You might not want to know this. It might make you uncomfortable knowing I possess this skill particularly if you find yourself in possession of a set of imposters yourself, but I believe I am now sufficiently and maybe even certifiably skilled at detecting implant reconstructed boobs. Not that I walk around doing this or anything, but in this phase of my life where I now notice boobs right and left (think about how many pregnant people you see when you yourself are trying to get pregnant, or how many red mini coopers you see on the road when you recently bought one yourself) I myself am now in possession of and now know the characteristics of Smooth Round High Profile Gel filled flaps of skin. Those of you reconstructed with adipose instead of implant may potentially remain safe from my detection. So there is no need to avoid me. The rest of you, I provide my apologies for now possibly knowing your secret as you do mine. The gel imposters do not behave as the normal fat-filled sister boob on any level. Large chested women have never before been successful at going bra-less.
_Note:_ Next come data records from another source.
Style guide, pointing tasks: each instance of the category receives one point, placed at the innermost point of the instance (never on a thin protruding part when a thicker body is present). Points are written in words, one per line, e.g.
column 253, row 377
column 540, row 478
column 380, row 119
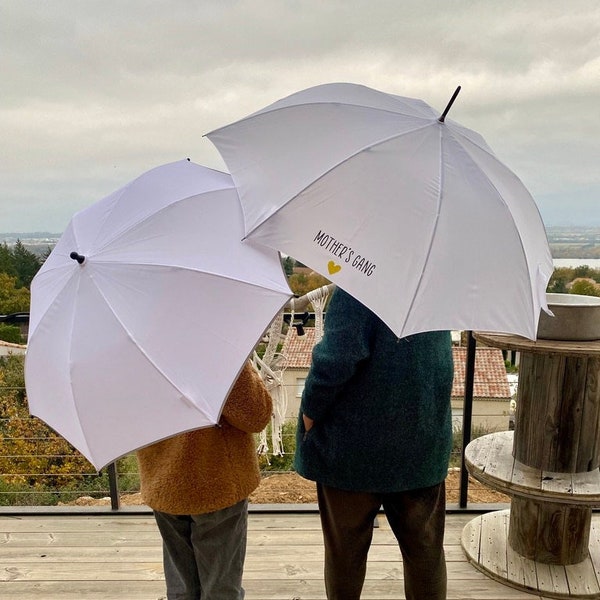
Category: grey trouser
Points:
column 203, row 555
column 417, row 519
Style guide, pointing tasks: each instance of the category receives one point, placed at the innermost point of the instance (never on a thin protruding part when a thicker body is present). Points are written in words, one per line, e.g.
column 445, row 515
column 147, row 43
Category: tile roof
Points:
column 297, row 350
column 491, row 380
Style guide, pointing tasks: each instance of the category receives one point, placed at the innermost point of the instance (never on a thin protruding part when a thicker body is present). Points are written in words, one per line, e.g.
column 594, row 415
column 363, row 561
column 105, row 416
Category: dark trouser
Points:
column 417, row 519
column 204, row 555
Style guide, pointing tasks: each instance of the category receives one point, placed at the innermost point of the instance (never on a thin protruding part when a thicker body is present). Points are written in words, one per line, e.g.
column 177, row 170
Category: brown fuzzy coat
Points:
column 209, row 469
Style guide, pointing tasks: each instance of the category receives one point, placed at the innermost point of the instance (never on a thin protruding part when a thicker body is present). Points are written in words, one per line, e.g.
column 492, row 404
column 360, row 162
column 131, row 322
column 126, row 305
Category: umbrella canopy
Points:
column 145, row 312
column 412, row 214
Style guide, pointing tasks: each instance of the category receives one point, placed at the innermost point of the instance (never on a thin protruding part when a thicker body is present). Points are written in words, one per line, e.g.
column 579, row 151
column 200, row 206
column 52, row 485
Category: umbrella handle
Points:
column 443, row 116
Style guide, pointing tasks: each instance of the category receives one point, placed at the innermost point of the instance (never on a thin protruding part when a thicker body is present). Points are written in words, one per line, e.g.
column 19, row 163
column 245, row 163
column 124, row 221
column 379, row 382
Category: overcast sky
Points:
column 94, row 93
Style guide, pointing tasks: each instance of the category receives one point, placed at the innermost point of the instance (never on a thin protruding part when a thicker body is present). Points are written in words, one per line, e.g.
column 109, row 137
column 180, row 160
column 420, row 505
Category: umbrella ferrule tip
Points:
column 78, row 257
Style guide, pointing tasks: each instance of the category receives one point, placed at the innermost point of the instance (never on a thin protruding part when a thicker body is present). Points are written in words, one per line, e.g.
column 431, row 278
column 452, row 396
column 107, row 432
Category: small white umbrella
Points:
column 411, row 213
column 145, row 312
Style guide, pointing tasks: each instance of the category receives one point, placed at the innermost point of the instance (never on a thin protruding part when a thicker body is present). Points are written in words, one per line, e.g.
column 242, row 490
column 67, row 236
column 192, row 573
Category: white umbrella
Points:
column 145, row 312
column 411, row 213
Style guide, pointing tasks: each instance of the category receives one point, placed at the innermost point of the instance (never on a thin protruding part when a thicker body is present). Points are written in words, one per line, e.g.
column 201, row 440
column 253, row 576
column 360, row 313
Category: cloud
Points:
column 97, row 92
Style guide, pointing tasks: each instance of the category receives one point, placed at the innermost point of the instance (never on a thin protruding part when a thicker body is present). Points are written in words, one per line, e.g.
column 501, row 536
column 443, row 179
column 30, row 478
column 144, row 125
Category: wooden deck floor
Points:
column 118, row 557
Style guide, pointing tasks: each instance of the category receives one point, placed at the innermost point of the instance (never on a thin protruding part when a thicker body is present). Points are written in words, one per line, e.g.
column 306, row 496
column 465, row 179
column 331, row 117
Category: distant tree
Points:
column 30, row 452
column 288, row 265
column 12, row 298
column 586, row 287
column 27, row 264
column 10, row 333
column 7, row 260
column 559, row 281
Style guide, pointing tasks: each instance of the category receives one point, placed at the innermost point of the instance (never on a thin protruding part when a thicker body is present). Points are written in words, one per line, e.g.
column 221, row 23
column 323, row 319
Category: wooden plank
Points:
column 492, row 552
column 281, row 563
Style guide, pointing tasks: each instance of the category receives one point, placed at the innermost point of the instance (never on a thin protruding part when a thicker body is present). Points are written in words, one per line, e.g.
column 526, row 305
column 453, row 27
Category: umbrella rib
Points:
column 151, row 215
column 265, row 113
column 369, row 146
column 235, row 278
column 458, row 137
column 432, row 237
column 148, row 358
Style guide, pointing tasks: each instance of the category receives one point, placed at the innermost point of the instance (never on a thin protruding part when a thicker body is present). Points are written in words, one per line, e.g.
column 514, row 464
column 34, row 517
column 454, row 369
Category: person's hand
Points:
column 308, row 422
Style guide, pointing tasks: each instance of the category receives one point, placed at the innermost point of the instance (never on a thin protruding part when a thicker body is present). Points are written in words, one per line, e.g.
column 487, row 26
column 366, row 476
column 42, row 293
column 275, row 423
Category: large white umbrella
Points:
column 411, row 213
column 146, row 310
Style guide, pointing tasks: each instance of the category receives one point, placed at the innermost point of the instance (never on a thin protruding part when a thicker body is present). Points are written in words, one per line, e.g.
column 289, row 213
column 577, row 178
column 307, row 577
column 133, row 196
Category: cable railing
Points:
column 36, row 477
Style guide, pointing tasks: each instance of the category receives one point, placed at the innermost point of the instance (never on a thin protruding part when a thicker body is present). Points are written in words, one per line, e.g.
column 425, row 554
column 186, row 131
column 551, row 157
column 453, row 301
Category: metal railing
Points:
column 24, row 487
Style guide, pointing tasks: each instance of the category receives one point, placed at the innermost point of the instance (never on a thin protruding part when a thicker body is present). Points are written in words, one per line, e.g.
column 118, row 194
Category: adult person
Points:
column 198, row 485
column 375, row 429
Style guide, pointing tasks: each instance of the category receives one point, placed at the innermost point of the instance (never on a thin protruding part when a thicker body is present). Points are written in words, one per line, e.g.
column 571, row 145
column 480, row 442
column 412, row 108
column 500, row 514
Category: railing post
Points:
column 113, row 486
column 467, row 417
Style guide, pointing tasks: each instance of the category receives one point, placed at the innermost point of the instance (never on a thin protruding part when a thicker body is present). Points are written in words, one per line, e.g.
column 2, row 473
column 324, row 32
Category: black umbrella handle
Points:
column 443, row 117
column 78, row 257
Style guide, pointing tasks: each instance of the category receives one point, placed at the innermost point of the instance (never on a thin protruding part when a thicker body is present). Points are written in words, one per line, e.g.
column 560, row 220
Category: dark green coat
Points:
column 381, row 405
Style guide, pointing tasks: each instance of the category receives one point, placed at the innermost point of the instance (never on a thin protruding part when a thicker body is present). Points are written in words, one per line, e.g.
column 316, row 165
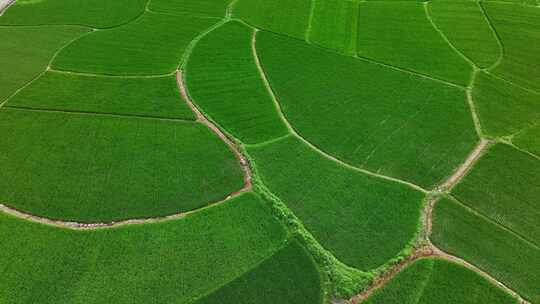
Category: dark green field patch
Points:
column 21, row 61
column 415, row 44
column 152, row 97
column 153, row 44
column 289, row 276
column 519, row 29
column 93, row 13
column 227, row 85
column 503, row 108
column 210, row 8
column 487, row 245
column 281, row 16
column 90, row 168
column 368, row 115
column 169, row 262
column 465, row 25
column 504, row 186
column 364, row 221
column 334, row 25
column 428, row 281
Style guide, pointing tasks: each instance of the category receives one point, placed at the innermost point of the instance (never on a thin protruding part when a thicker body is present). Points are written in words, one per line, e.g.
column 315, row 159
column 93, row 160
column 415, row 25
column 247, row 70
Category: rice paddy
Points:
column 269, row 151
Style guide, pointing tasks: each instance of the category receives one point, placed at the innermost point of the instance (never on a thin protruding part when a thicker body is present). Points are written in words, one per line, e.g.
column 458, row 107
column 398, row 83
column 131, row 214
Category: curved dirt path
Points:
column 201, row 119
column 430, row 250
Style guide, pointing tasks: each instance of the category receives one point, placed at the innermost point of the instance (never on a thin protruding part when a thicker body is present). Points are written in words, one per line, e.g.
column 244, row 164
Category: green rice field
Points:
column 270, row 151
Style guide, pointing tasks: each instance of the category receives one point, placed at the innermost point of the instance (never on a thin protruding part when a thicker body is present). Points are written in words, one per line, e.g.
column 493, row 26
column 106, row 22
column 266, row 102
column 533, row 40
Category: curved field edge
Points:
column 351, row 280
column 171, row 257
column 433, row 280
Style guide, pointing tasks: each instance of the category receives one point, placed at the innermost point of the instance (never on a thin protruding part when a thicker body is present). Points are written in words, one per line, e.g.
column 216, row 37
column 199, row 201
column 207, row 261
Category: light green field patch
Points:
column 428, row 281
column 368, row 115
column 364, row 221
column 153, row 44
column 289, row 276
column 211, row 8
column 504, row 186
column 93, row 13
column 89, row 168
column 151, row 97
column 226, row 84
column 465, row 25
column 334, row 25
column 289, row 17
column 529, row 139
column 167, row 262
column 519, row 29
column 489, row 246
column 400, row 34
column 21, row 61
column 503, row 108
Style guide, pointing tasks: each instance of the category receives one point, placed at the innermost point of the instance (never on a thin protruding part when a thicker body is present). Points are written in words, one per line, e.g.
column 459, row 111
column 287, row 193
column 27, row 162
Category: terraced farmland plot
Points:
column 100, row 169
column 17, row 70
column 92, row 13
column 269, row 151
column 353, row 110
column 148, row 97
column 176, row 261
column 151, row 44
column 439, row 281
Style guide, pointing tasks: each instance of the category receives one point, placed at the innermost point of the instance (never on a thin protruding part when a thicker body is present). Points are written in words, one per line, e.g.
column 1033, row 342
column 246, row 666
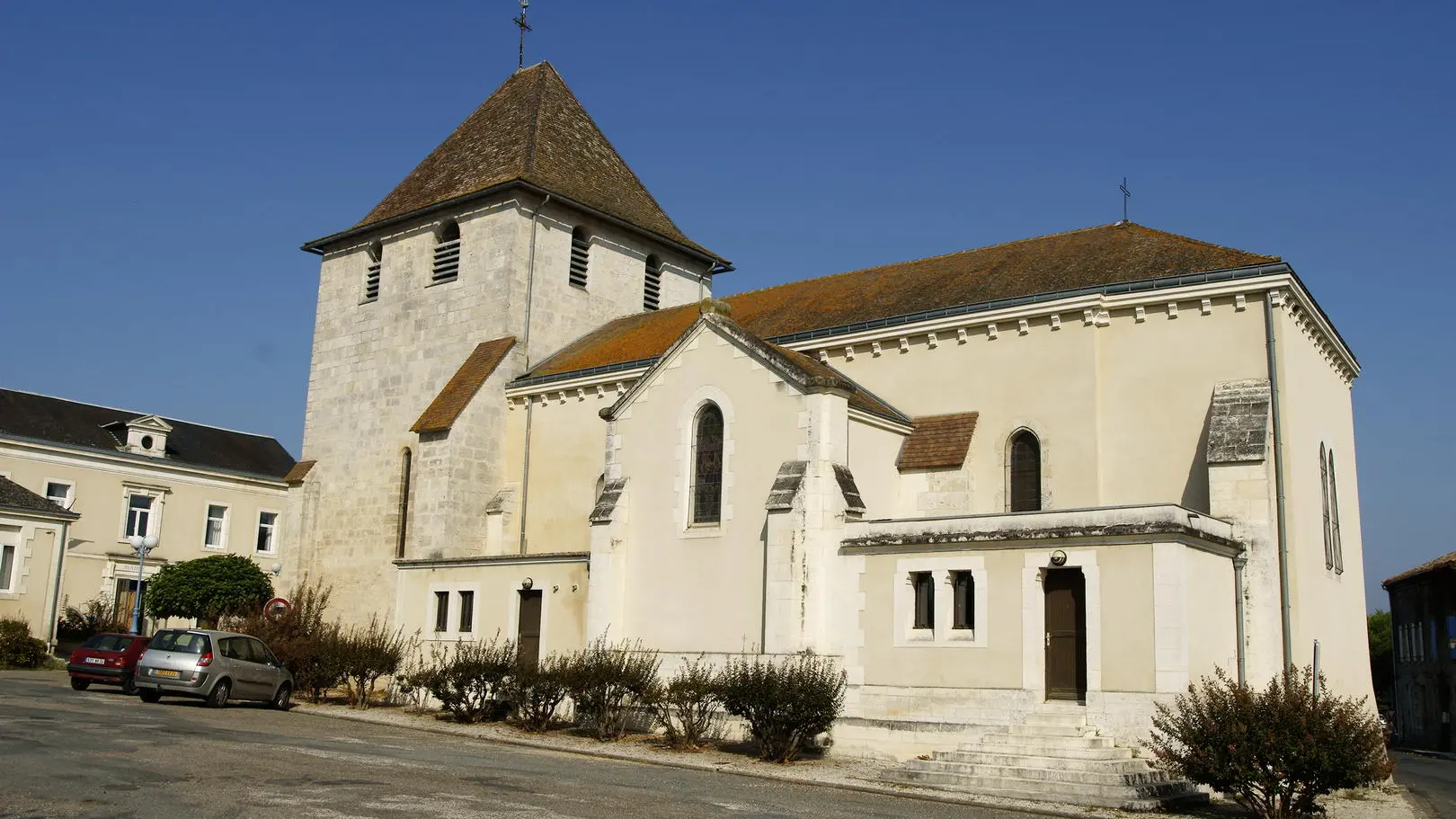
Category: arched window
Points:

My equally large chested-ness now a result of gel means I now can do that. Rest assured I don’t choose it, but I could do it. In fact there are many days in any given week when I have a bra on and can’t tell that I do- I reach down in fear that I forgot it so thankful to find it exactly where it should be. Some of this forgetfulness is a result of my inability to feel some of my skin and pressure normally imposed by a bra, but also because a bra covered boob looks no different than an uncovered boob under a shirt. When I climb or go down a set of stairs, my chest remains motionless as if made of firm plastic (this may change as the swelling lessens in upcoming months, but no doubt never to return to the sway of the fat containing sister boob. I almost want to become an avid jogger just because of this, but the pull is not near convincing enough to promote conversion. Joggers are very similar to golfers to me. I don’t always understand the pull. So instead I try to bounce a little more on my walking treadmill to appreciate the new trait in its entirety. And without going into detail out of respect for my grandmother who probably can’t believe I have typed so many paragraphs about breasts, gel filled boob carry a different swell. I will leave it at that.
I still stand amazed at how something once so foreign to me now is a necessity I could never imagine parting with. Perspective. God was pretty creative when he came up with that ever changing influence. I’m also now of the mindset of never say “never.” I think I aged 10 years with the deletion and addition of boobs. (Thankfully, my boobs regressed in age in contrast. A silver lining to a dark cloud.)